Hamburger Cross Icon
Backstage catalog-info.yaml Cataloger - Lunar Cataloger

Backstage catalog-info.yaml Cataloger

Cataloger Beta Service CatalogVcs

Augments existing Lunar components with owner, domain, and tag metadata read from each repo's `catalog-info.yaml`. Fetches files via the GitHub Contents API on a schedule. Runs per component. Use when Backstage data lives in repo files, not in a Backstage server.
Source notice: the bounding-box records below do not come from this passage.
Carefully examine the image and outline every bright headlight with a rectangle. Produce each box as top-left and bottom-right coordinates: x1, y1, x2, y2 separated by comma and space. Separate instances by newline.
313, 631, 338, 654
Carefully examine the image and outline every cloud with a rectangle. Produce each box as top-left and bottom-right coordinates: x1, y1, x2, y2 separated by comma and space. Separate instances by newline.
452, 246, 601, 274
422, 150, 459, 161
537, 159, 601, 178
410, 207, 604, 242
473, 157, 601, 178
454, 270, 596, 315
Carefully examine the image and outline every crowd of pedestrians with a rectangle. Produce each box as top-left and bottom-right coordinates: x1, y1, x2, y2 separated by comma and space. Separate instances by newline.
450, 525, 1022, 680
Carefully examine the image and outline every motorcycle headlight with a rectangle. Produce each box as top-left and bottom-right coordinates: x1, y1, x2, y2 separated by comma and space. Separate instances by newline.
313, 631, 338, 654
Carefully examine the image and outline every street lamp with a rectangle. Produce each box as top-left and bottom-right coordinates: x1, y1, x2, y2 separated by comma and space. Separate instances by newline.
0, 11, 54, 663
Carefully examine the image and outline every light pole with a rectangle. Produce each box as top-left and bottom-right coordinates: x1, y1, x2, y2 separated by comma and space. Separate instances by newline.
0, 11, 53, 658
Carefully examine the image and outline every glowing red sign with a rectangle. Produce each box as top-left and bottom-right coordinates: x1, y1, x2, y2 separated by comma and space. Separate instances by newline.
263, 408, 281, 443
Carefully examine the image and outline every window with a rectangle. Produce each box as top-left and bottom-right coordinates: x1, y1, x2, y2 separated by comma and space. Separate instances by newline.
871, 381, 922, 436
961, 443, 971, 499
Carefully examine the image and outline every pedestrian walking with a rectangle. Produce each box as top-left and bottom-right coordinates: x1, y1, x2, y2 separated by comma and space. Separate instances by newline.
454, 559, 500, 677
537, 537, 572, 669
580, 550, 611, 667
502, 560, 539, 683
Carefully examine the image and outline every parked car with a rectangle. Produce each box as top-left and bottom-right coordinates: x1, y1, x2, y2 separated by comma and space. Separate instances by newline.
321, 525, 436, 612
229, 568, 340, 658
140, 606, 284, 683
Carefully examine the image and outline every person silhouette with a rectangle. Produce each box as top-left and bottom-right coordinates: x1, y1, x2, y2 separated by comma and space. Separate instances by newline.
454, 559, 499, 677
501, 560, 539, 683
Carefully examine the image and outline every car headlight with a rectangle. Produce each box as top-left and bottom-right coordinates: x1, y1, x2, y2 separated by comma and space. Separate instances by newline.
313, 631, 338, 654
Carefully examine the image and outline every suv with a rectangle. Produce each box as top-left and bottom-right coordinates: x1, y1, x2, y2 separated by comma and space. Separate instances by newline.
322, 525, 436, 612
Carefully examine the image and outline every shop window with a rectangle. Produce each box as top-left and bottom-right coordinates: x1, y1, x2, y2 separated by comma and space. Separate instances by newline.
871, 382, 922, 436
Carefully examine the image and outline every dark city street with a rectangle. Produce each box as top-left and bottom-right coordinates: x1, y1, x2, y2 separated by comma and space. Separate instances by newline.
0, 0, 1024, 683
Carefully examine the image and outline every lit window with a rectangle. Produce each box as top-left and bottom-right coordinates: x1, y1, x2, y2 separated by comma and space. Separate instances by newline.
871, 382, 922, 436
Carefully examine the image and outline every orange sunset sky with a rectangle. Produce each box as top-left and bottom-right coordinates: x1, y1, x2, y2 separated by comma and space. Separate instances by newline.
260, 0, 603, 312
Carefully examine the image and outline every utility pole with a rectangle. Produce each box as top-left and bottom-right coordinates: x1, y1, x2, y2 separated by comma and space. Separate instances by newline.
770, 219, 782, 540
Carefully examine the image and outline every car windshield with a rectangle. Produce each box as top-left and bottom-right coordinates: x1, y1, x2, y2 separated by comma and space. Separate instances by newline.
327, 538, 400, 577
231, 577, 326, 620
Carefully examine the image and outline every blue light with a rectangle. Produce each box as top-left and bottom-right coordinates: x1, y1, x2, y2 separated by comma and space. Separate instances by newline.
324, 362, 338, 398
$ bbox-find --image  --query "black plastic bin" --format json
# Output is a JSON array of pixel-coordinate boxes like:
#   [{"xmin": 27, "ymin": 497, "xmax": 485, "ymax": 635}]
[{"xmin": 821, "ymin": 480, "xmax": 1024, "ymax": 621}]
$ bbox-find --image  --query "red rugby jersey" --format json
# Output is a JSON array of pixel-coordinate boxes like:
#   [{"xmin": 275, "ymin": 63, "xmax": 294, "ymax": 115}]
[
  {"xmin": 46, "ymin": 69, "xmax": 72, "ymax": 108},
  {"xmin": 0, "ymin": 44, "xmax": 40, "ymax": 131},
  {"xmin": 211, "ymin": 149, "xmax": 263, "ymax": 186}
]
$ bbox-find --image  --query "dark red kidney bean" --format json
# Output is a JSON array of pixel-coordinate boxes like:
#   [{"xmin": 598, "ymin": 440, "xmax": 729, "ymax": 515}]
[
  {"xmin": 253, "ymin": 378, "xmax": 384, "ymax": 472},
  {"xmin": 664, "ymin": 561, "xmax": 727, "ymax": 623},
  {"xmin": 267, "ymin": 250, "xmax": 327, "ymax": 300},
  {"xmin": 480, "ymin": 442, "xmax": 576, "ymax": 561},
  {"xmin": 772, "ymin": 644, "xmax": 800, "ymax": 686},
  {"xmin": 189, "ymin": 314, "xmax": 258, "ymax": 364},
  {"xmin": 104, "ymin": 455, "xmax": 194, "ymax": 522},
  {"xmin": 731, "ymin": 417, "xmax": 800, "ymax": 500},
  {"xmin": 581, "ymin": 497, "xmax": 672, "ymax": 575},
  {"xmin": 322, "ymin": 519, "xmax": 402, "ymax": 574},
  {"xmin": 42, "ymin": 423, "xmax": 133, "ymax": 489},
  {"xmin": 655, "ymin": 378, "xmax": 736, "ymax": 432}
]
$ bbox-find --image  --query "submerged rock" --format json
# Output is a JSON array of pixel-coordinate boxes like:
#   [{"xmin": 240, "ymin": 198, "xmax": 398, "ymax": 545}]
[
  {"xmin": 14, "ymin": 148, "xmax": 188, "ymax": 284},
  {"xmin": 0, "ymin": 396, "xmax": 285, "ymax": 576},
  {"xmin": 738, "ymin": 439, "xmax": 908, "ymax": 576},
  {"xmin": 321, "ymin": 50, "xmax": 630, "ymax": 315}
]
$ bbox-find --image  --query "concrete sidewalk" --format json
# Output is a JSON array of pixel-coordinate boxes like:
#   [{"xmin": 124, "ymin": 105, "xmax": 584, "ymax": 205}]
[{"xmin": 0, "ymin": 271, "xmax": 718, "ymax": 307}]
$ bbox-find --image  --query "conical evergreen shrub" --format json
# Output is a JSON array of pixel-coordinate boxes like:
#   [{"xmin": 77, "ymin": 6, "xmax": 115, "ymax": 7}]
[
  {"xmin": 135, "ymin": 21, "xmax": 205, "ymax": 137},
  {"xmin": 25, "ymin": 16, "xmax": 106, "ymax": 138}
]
Add backstage-catalog-info to your lunar-config.yml:
uses: github://earthly/lunar-lib/catalogers/backstage-catalog-info@v1.0.5

What This Integration Syncs

This integration includes 1 cataloger that sync data from your systems.

Cataloger component-cron

augment

For each existing Lunar component, fetches catalog-info.yaml from the component's GitHub repo via the Contents API, parses it (supports multi-document YAML), picks the matching Component entity, and writes its owner, domain, and tags to .components["$LUNAR_COMPONENT_ID"] in the Catalog JSON. Repos with no catalog-info.yaml, an unparseable file, or no matching Component are skipped silently.

Schedule: 0 3 * * *
service catalog backstage catalog-info components ownership augment
Book a demo

How Catalogers Fit into Lunar

Lunar catalogers sync component metadata into your Lunar catalog from external systems or source code. They can run on a schedule or be triggered by code changes to keep your service registry up-to-date.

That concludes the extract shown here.